2. Conforme precedentes do C. STJ e da Quarta Seção deste Regional, a quebra do sigilo bancário para fins de investigação criminal ou instrução processual penal, nos termos do art. 5º, XII, da Constituição Federal, está sujeita à prévia autorização judicial.
3. Hipótese em que a prova da materialidade encontra-se em procedimento administrativo no bojo do qual a Receita Federal, com fundamento no art. 6º da Lei Complementar nº 105/2001, obteve dados acobertados por sigilo mediante requisição direta às instituições bancárias, sem prévia autorização judicial.
4. Reconhecida a ilicitude do compartilhamento de dados obtidos pela Receita Federal com o Ministério Público Federal, para fins penais, e estando a materialidade delitiva demonstrada exclusivamente com base em tais elementos (ou em provas deles derivadas), tem-se que a ação penal padece de nulidade desde o início.
5. Apelo defensivo parcialmente provido para acolher a nulidade suscitada.

ACÓRDÃO

Vistos e relatados estes autos em que são partes as acima indicadas, decide a Egrégia Décima Primeira Turma do Tribunal Regional Federal da 3ª Região, por unanimidade, dar parcial provimento ao apelo da defesa para reconhecer a nulidade da ação penal em razão do indevido compartilhamento de dados sigilosos obtidos pela Receita Federal junto às instituições financeiras sem prévia autorização judicial e anular o feito, desde o recebimento da denúncia, nos termos do relatório e voto que ficam fazendo parte integrante do presente julgado.

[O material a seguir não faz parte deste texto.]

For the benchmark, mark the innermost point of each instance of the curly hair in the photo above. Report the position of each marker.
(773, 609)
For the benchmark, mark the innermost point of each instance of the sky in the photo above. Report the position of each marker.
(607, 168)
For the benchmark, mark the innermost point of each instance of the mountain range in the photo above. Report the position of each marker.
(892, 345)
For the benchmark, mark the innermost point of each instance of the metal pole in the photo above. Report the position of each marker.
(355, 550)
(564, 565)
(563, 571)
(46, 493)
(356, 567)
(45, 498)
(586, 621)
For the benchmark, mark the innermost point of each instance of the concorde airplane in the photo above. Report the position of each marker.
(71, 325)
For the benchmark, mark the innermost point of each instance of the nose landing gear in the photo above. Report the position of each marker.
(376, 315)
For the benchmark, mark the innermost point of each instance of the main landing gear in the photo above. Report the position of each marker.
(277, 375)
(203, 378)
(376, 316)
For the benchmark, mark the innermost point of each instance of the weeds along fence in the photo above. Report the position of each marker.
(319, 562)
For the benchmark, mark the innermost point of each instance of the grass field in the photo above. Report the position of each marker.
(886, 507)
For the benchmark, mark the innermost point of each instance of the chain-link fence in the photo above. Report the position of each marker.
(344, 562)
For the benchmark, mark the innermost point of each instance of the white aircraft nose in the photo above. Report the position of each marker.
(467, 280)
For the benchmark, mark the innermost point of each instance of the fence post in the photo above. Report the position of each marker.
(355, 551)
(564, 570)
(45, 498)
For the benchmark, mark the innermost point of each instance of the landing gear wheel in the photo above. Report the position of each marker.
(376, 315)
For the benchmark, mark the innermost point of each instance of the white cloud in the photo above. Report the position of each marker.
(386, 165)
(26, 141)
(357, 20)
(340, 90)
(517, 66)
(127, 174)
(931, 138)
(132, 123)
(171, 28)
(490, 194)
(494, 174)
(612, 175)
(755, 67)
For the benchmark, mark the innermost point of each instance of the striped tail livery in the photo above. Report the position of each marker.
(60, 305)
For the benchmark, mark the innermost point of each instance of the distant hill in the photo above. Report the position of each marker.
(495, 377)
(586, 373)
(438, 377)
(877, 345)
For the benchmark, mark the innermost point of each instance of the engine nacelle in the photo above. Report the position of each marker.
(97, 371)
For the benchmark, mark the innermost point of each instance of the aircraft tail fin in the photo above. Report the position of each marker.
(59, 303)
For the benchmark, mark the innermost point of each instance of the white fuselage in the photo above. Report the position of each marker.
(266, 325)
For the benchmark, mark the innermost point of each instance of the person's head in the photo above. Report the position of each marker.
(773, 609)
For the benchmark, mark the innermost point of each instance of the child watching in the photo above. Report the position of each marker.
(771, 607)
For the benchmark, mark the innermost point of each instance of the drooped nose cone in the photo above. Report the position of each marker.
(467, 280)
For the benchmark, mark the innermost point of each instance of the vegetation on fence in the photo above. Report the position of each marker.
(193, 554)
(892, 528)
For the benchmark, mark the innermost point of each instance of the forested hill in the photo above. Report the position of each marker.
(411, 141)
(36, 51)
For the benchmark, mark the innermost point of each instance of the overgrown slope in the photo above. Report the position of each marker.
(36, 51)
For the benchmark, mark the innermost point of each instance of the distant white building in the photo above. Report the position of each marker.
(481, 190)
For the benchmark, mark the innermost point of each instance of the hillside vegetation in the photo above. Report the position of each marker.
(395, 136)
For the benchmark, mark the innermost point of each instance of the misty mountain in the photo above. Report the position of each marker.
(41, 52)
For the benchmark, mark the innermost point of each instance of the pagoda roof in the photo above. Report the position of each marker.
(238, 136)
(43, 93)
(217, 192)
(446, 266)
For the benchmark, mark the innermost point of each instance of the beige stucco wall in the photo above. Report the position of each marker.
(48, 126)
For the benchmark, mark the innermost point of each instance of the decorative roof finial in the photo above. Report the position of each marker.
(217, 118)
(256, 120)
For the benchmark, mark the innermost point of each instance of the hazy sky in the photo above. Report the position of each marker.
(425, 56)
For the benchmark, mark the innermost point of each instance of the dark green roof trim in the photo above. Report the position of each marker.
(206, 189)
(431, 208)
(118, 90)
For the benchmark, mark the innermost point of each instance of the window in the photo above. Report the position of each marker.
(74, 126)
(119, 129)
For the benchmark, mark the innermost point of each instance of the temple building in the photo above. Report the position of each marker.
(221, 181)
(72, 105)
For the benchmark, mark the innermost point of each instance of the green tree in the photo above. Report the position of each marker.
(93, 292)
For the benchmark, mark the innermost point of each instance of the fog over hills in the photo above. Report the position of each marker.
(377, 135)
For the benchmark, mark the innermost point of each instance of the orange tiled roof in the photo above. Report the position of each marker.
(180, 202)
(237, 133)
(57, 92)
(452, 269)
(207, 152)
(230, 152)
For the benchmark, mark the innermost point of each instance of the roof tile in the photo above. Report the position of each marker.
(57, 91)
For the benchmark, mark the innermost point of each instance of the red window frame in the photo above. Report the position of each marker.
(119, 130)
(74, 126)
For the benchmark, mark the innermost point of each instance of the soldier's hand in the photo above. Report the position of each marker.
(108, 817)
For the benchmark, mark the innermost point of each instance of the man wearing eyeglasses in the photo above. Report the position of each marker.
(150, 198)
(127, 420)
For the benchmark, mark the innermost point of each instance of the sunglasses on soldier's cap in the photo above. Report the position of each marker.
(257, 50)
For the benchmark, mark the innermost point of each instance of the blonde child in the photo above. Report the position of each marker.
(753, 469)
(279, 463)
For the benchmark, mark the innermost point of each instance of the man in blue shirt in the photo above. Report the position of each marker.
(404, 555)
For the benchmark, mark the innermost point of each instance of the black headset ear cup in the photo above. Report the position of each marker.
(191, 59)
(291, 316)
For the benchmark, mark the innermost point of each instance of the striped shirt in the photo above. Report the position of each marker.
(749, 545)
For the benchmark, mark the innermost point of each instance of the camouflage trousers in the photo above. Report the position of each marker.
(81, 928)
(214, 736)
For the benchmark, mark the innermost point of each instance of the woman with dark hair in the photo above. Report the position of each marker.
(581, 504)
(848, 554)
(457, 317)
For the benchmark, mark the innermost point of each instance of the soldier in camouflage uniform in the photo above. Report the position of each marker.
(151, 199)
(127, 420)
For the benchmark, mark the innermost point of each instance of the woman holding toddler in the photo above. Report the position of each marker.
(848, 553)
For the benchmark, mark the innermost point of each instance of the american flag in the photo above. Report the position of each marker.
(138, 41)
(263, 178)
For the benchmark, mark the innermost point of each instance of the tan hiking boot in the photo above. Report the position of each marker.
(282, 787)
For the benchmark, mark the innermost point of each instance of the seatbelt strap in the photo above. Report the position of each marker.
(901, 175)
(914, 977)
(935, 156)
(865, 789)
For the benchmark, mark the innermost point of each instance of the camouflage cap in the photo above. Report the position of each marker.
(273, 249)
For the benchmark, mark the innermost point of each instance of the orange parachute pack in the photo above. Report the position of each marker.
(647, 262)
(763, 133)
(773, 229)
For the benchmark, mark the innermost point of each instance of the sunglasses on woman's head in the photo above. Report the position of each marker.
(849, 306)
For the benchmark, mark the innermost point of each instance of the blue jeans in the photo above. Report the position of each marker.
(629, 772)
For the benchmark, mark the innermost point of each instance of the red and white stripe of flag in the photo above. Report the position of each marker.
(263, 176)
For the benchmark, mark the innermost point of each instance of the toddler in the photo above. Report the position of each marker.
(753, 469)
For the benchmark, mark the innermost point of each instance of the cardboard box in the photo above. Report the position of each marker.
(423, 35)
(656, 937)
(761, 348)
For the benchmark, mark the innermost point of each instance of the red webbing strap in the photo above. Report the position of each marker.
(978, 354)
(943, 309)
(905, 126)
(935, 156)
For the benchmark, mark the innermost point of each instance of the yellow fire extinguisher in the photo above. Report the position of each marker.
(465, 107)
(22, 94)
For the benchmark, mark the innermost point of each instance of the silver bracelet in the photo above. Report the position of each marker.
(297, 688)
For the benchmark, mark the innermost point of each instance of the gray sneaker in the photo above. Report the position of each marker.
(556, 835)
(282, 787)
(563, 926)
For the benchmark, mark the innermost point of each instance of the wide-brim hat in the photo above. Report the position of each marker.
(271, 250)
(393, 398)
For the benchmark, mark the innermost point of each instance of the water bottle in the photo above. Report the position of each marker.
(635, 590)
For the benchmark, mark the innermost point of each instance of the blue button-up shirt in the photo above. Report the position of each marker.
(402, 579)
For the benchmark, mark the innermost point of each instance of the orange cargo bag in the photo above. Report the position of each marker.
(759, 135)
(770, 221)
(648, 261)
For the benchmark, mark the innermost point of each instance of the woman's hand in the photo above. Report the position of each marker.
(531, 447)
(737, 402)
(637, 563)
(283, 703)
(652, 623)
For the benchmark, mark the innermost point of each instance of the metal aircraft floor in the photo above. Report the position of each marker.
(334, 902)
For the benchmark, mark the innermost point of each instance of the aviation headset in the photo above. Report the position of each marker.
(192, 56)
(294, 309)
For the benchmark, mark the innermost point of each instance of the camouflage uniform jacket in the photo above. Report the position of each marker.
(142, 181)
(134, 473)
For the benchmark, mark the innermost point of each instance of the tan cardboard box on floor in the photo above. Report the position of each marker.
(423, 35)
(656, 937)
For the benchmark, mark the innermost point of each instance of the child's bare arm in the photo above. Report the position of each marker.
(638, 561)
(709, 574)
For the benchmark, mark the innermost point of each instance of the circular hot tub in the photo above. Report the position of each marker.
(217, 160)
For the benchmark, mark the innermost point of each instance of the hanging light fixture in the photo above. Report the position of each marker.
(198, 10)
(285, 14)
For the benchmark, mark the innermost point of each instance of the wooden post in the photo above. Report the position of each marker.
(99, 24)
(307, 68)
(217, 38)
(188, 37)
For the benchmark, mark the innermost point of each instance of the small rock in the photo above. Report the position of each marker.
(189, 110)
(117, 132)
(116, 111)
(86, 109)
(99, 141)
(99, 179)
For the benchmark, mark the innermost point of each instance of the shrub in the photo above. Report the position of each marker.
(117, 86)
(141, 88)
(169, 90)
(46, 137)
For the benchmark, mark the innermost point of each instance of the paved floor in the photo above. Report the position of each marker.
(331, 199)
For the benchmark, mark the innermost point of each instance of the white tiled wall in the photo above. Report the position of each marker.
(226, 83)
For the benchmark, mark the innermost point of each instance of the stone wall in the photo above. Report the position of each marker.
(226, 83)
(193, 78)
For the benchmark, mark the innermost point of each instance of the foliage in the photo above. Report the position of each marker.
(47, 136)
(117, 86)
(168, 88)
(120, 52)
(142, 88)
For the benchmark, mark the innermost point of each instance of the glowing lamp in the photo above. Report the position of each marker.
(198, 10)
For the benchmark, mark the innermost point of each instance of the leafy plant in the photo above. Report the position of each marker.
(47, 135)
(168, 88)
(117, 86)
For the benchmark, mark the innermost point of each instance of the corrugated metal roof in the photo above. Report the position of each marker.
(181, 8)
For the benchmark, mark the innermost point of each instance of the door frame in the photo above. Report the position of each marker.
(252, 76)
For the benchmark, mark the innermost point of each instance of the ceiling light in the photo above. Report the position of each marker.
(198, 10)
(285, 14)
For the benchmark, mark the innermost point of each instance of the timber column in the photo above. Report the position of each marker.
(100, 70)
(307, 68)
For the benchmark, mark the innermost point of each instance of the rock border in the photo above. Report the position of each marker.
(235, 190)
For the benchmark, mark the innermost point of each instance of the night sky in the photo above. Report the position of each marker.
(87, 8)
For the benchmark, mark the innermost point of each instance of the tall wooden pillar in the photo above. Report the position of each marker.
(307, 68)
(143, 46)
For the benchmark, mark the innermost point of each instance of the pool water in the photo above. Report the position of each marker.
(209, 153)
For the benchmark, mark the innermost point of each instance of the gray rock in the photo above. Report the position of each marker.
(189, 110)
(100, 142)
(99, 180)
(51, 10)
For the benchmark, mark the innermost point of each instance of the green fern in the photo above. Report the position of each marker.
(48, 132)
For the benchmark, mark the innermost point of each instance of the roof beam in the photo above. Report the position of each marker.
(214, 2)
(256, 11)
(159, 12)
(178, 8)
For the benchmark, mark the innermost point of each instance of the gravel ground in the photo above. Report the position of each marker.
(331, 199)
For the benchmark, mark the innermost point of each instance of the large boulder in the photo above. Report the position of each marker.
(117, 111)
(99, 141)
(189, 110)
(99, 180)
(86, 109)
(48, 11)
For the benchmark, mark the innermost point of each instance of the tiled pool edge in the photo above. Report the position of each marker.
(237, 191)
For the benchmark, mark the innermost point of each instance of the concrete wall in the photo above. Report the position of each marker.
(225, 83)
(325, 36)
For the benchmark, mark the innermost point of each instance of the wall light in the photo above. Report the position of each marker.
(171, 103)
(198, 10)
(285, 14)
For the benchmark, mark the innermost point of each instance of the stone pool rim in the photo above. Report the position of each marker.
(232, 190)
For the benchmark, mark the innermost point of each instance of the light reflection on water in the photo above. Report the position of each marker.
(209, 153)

São Paulo, 06 de dezembro de 2016.
JOSÉ LUNARDELLI
Desembargador Federal


Documento eletrônico assinado digitalmente conforme MP nº 2.200-2/2001 de 24/08/2001, que instituiu a Infra-estrutura de Chaves Públicas Brasileira - ICP-Brasil, por:
Signatário (a): JOSE MARCOS LUNARDELLI:10064
Nº de Série do Certificado: 71D062F09822A461
Data e Hora: 09/12/2016 19:16:41



APELAÇÃO CRIMINAL Nº 0010713-69.2010.4.03.6109/SP
2010.61.09.010713-0/SP
RELATOR : Desembargador Federal JOSÉ LUNARDELLI
APELANTE : HILARIO CHINCAKU HASHIMOTO
: TOYOKA JANDIRA HASHIMOTO
ADVOGADO : SP163394 ROBERTO ANTONIO AMADOR e outro(a)
APELADO(A) : Justica Publica
No. ORIG. : 00107136920104036109 3 Vr PIRACICABA/SP

RELATÓRIO

O EXCELENTÍSSIMO SENHOR DESEMBARGADOR FEDERAL JOSÉ LUNARDELLI:

Cuida-se de apelação interposta por HILARIO CHINÇAKU HASHIMOTO e TOYOKA JANDIRA HASHIMOTO contra a r. sentença de fls. 184/190, por meio da qual o i. magistrado de primeiro grau julgou parcialmente procedente a denúncia oferecida pelo Ministério Público Federal em face dos ora apelantes pela prática do crime descrito no art. 1º, I e II, da Lei nº 8.137/90, por duas vezes.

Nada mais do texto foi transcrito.